コンサートの記(779) ムジークフェストなら2022@奈良県コンベンションセンター天平ホール 工藤重典&大萩康司

2022年5月29日 新大宮の奈良県コンベンションセンター天平ホールにて

奈良市は気温が上がり、最高気温は32度を記録する。

午後6時30分から、奈良県コンベンションセンター天平ホールで、フルートの工藤重典とギターの大萩康司による演奏を聴く。基本的にデュオだが、ソロも1曲ずつ用意されている。

曲目は、プーランクの「常動曲」、C.P.E.バッハの無伴奏フルートのためのソナタ イ短調(工藤重典独奏)、ピアソラの「タンゴの歴史」、ヴィラ=ロボスの5つの前奏曲より「叙情的な旋律」&「インディオへの讃歌」(大萩康司独奏)、シャンカールの「魅惑の夜明け」

工藤重典は、現代日本フルート界最大の大物といって間違いのない存在であるが、そんな工藤が出演するコンサートが、1時間ちょっとの尺とはいえ、500円で聴けるのだからかなりお得である。


プーランクの「常動曲」は、元々はピアノ曲である。「パリのモーツァルト」と呼ばれたプーランク。パリの街中を鼻歌交じりで歩いているような愉悦感が伝わってくる(私はパリには一度も行ったことがないのであるが)。
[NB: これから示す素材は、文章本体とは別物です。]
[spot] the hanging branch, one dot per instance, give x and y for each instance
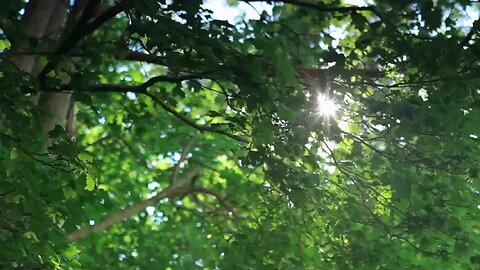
(140, 206)
(80, 31)
(142, 89)
(318, 7)
(183, 156)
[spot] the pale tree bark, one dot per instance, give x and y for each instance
(44, 19)
(35, 20)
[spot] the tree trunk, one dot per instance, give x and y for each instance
(44, 19)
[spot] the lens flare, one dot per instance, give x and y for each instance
(326, 106)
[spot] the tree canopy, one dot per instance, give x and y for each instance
(147, 134)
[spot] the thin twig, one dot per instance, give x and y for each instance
(183, 157)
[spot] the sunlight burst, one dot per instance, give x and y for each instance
(326, 106)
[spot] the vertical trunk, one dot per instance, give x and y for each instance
(45, 19)
(36, 19)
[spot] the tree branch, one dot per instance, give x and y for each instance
(79, 32)
(318, 7)
(125, 213)
(183, 156)
(142, 89)
(468, 37)
(140, 206)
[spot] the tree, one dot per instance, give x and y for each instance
(148, 135)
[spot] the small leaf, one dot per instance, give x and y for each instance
(90, 183)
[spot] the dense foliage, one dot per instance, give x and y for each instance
(200, 144)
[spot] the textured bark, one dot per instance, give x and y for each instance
(44, 19)
(36, 19)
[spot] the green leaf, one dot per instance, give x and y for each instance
(90, 183)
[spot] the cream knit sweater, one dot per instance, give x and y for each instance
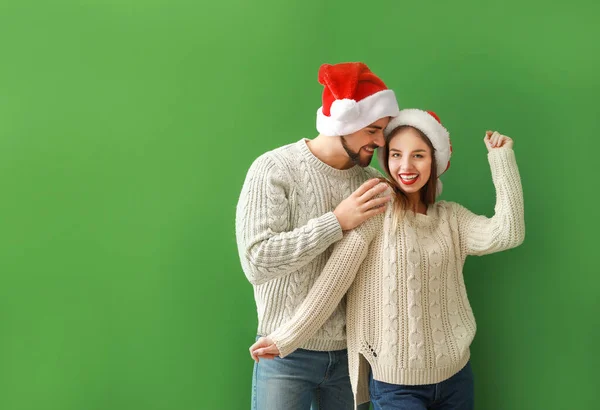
(408, 314)
(285, 228)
C.P.E.バッハの無伴奏フルートのためのソナタ。工藤によると、父親であるJ.S.バッハは無伴奏作品を書いているが、同時代の作曲家は無伴奏作品をほとんど手掛けていないそうである。
通常、3楽章の曲は、急・緩・急で構成されていることが多いが、この曲は、緩・急・急という珍しい構成になっている。時代の制約が感じられる部分もあるが、典雅な楽曲である。


ピアソラの「タンゴの歴史」。工藤はピアソラを「ピアソーラ」と発音する。
「タンゴの歴史」は、「娼家1900」「カフェ1930」「ナイトクラブ1960」「現代のコンサート」の4曲からなる。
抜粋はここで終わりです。